Synonymous codon massive reporter library in zebrafish embryos

Messenger RNA (mRNA) stability substantially impacts steady-state gene expression levels in a cell. mRNA stability is strongly affected by codon composition in a translation-dependent manner across species, through a mechanism termed codon optimality. We have developed iCodon (www.iCodon.org), an algorithm for customizing mRNA expression through the introduction of synonymous codon substitutions into the coding sequence. iCodon is optimized for four vertebrate transcriptomes: mouse, human, frog, and fish. Users can predict the mRNA stability of any coding sequence based on its codon composition and subsequently generate more stable (optimized) or unstable (deoptimized) variants encoding for the same protein. Further, we show that codon optimality predictions correlate with both mRNA stability using a massive reporter library and expression levels using fluorescent reporters and analysis of endogenous gene expression in zebrafish embryos and/or human cells. Therefore, iCodon will benefit basic biological research, as well as a wide range of applications for biotechnology and biomedicine. We designed a library of 1,600 sequences containing 100 different 100 amino acid long coding sequences capturing the average composition of the zebrafish proteome, with 10 variants each designed using iCodon to have 5 bins of increasing predicted stability with 2 sequences in each bin.
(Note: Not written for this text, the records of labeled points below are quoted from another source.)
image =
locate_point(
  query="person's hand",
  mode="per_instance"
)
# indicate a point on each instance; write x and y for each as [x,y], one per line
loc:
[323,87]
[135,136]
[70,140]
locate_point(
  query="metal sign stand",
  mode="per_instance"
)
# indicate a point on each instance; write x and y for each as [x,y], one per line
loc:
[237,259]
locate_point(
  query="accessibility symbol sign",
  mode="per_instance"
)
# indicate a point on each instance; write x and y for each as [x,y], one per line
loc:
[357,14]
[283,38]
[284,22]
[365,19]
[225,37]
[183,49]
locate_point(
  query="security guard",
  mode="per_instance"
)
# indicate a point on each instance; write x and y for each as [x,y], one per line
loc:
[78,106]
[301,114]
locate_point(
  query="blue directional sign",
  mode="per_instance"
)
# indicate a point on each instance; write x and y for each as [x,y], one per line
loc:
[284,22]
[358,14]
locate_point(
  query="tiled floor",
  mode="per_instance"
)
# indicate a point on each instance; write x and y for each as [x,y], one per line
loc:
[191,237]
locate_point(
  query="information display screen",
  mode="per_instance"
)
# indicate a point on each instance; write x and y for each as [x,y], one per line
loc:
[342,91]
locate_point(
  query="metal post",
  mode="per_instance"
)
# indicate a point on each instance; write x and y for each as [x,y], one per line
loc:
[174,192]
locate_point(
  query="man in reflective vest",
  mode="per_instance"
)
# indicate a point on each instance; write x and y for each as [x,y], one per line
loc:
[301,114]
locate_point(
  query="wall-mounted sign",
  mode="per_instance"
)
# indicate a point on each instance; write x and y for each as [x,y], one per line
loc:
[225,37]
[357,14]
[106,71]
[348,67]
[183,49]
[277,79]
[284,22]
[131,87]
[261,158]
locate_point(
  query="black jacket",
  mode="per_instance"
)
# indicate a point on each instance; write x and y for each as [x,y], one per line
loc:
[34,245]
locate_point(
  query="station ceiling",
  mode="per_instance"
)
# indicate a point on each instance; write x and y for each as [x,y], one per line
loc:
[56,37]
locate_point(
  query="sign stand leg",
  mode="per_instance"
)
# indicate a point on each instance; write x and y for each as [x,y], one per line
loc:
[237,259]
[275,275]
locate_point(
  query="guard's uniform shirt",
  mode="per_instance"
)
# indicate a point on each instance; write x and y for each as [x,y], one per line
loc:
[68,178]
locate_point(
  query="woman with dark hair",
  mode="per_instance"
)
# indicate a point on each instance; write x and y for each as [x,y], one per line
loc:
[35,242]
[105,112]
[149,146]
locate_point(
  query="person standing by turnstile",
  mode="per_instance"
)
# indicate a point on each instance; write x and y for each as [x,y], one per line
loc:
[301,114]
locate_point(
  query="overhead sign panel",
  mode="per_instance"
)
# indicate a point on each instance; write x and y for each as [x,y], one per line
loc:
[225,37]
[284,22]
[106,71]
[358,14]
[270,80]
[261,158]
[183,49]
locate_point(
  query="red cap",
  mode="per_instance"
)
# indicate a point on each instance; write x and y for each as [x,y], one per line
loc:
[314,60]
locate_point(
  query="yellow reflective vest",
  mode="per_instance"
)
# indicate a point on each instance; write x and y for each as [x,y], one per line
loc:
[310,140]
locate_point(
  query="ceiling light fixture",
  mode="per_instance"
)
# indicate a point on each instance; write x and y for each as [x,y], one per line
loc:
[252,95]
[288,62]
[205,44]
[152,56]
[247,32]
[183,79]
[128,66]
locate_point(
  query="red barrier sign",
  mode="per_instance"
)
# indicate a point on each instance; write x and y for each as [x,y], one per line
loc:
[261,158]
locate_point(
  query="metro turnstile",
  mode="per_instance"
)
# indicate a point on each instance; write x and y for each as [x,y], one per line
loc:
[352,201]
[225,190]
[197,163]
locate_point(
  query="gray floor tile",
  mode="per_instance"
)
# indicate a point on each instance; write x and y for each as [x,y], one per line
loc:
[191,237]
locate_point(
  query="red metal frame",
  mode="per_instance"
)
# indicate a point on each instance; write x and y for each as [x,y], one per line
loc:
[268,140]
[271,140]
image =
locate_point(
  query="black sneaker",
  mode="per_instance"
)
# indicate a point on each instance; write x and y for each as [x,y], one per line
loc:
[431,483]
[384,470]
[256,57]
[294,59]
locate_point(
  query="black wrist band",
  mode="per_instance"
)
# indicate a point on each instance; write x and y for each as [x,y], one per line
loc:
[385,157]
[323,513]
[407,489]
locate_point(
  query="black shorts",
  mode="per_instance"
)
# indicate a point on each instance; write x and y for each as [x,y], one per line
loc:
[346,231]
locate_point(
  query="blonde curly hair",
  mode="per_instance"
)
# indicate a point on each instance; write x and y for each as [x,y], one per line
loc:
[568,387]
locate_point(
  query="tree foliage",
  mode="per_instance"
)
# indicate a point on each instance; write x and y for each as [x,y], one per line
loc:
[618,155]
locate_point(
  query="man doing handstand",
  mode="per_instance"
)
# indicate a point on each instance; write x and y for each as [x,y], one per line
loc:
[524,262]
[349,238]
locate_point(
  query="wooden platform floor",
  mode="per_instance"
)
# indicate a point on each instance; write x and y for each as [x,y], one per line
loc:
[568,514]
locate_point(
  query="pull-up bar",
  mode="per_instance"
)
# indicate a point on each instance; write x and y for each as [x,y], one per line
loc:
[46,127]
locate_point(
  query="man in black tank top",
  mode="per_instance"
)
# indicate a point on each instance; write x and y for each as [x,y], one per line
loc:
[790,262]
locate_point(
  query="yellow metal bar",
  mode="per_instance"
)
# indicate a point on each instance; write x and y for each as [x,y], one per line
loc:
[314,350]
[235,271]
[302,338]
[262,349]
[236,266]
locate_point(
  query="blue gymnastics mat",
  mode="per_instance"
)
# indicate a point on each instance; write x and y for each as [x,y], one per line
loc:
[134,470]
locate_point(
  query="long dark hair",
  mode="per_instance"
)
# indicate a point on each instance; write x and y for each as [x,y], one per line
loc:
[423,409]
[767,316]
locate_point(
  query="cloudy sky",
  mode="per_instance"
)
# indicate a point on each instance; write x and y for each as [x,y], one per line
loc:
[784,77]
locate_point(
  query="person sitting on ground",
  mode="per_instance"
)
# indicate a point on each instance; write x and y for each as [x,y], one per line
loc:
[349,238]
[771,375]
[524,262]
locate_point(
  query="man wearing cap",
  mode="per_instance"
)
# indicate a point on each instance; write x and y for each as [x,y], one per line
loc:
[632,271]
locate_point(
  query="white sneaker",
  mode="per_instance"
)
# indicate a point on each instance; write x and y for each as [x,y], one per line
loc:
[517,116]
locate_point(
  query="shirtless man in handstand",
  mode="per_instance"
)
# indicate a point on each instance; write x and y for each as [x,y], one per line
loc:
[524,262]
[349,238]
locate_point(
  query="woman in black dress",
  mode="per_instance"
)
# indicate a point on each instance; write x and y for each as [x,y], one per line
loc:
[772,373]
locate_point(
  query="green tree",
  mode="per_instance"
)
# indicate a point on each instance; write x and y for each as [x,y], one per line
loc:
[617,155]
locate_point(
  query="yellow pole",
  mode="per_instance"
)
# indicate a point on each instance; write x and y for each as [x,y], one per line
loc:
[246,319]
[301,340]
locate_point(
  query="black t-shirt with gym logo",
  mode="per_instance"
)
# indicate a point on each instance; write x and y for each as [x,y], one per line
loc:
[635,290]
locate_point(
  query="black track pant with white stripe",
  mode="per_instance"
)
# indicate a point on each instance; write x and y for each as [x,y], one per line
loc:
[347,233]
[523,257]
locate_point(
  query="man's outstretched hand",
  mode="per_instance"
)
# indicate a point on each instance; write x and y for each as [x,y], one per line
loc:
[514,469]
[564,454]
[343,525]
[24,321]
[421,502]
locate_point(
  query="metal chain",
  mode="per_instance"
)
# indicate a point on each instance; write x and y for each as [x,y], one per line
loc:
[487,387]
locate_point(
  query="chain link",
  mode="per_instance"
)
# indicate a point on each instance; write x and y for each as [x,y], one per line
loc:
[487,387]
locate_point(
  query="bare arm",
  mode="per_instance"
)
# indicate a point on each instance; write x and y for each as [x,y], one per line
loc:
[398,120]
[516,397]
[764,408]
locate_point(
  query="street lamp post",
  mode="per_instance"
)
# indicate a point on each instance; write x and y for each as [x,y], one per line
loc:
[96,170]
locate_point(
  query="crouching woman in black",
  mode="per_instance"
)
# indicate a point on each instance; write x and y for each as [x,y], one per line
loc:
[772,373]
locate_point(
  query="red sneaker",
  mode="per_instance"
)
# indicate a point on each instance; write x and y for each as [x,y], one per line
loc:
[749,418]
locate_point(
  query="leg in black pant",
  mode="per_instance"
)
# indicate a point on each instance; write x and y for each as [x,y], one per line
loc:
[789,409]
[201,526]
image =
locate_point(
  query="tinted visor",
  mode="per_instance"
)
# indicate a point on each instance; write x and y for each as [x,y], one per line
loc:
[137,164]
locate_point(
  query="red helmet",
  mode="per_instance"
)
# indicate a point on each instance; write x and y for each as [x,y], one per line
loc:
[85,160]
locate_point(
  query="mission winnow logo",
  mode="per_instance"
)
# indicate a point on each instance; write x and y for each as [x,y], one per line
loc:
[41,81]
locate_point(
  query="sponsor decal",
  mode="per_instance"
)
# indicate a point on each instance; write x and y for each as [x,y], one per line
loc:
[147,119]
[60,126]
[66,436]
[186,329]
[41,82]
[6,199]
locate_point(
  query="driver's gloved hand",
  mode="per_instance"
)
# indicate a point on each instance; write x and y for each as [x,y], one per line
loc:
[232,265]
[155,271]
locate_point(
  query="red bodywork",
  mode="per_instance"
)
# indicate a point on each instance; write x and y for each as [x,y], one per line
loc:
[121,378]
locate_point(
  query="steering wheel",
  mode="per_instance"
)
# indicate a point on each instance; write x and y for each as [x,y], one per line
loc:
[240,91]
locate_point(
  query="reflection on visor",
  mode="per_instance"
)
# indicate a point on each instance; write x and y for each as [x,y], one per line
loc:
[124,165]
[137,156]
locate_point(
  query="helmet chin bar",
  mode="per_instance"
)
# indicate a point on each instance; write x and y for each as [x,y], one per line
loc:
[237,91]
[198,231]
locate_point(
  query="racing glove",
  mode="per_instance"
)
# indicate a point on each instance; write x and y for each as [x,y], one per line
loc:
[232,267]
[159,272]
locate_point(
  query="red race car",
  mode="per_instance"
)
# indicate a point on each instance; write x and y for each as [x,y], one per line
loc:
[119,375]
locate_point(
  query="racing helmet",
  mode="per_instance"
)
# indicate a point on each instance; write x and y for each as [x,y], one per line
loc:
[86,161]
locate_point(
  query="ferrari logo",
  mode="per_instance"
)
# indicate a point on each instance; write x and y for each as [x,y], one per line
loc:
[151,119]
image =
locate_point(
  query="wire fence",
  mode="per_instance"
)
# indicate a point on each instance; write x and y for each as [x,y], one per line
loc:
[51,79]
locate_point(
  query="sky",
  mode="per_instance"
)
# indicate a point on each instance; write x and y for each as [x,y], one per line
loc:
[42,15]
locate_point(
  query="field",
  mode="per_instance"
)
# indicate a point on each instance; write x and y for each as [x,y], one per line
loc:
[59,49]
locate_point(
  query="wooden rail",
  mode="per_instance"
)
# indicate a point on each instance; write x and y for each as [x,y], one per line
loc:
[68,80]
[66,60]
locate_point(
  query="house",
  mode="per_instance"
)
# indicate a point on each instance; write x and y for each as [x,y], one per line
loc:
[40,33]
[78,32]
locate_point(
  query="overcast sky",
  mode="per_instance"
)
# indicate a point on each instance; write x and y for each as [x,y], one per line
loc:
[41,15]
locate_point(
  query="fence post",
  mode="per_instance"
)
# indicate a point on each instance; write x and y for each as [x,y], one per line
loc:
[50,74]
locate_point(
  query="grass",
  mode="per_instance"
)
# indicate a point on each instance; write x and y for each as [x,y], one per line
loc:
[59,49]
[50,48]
The groups were referred as iCodon 1, iCodon 2, iCodon 3, iCodon 4, and iCodon 5, from less to more stable mRNA predictions. Additionally, 5 synonymous sequences were designed using 5 independent iterations of IDT’s codon optimization tool and 1 synonymous sequence using Genewiz’s codon optimization tool as this method returned the exact same sequences in each independent run. These sequences were cloned downstream of 11 fixed codons to control for similar translation initiation and the reporters contain constant 5’ and 3’ UTR sequences. 1395 of the 1600 designed sequences were ordered, in vitro synthetized mRNA was injected into 1-cell stage zebrafish embryos, and the mRNA decay after 2, 5, and 8 hours post injection was calculated by targeted RNA-sequencing.